Shortly before, in 2005, a new publication was launched entitled “Observatorio de la Bicicleta” (Bicycle Observatory). It was published periodically, the result of a pact between the Council and Kalapie, a hugely significant step forward in cooperative relations between a citizens’ association and the administration. It was to pave the way for numerous meetings and to this day, at the end of each year, an issue is published containing extraordinary information, suggestions and projects designed to promote the bidegorris and cyclist traffic.
In addition to all their efforts for obtaining cycle paths throughout the city, Kalapie defends the creation of similar links between areas located further afield from the centre of San Sebastian, such as with Martutene and Añorga; two such examples which also serve as a reminder that there is still much work to be done. Works currently being proposed to prevent a stretch of the Urumea river, that runs between Loiola and Martutene, from once again bursting its banks illustrate the kind of opposition that many of Kalapie’s proposals come up against. We have presented an alternative to the official plans. Our alternative suggestion was approved by the city council but so far only some of our proposals have been accepted by the URA (Basque Water Agency), the company set to begin work on the necessary reforms.
It is our belief that facilitating links between the different corners of the province is of utmost importance. Gipuzkoa has, at times, been conceived of as one big garden city, in which the various districts were to be separated by beautiful gardens – its natural fields and woodland – spread out among the gently rolling hills of the province. There are only short distances between the populated areas of our ‘Garden City’; those who work in a neighbouring town, or wish to visit friends or family, can often do so by travelling by bike.
This is the challenge we are currently facing. Acquiring bidegorris along the Concha Bay was tougher, however and the Provincial Council views our proposals positively. There are already several areas linked by cycle paths and the ‘red network’ continues to weave its web: from Zizurkil to Asteasu; Eskoriatza to Aretxabaleta; Zumarraga-Azkoitia; Añorga-Errekalde; Beasain-Ormaiztegi; Segura-Idiazabal, and so on.

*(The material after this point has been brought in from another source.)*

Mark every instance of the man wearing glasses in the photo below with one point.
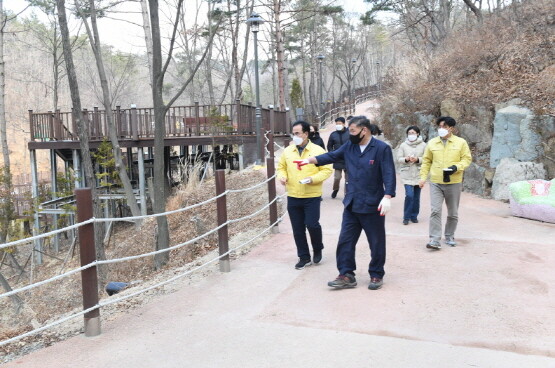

In fact, of the 17 bidegorris in Gipuzkoa that keep track of their movements, it is estimated that the use of cycle paths throughout the province has more than doubled in the last 5 years. It was thanks to the Lehendabizi initiative, headed up by Kalapie, that the Provincial Council began planning and implementing the network cycle paths currently under development. Now they are working on a new plan: “The Bike Strategy of Gipuzkoa”, which will come to fruition over the next few years.
However, there are still certain problems that remain unresolved. One not insignificant matter is the controversy caused by pedestrians who walk along the bidegorris and the cyclists who still insist on using the pavement. So far there have been no accidents of the type which at any given moment could be cause for alarm. It’s more a matter of teaching good habits. Common civic sense should tell us where we need to be. Such difficulties however, are never solved overnight. There are simply pedestrians and cyclists for whom old habits die hard. Once again, all in good time.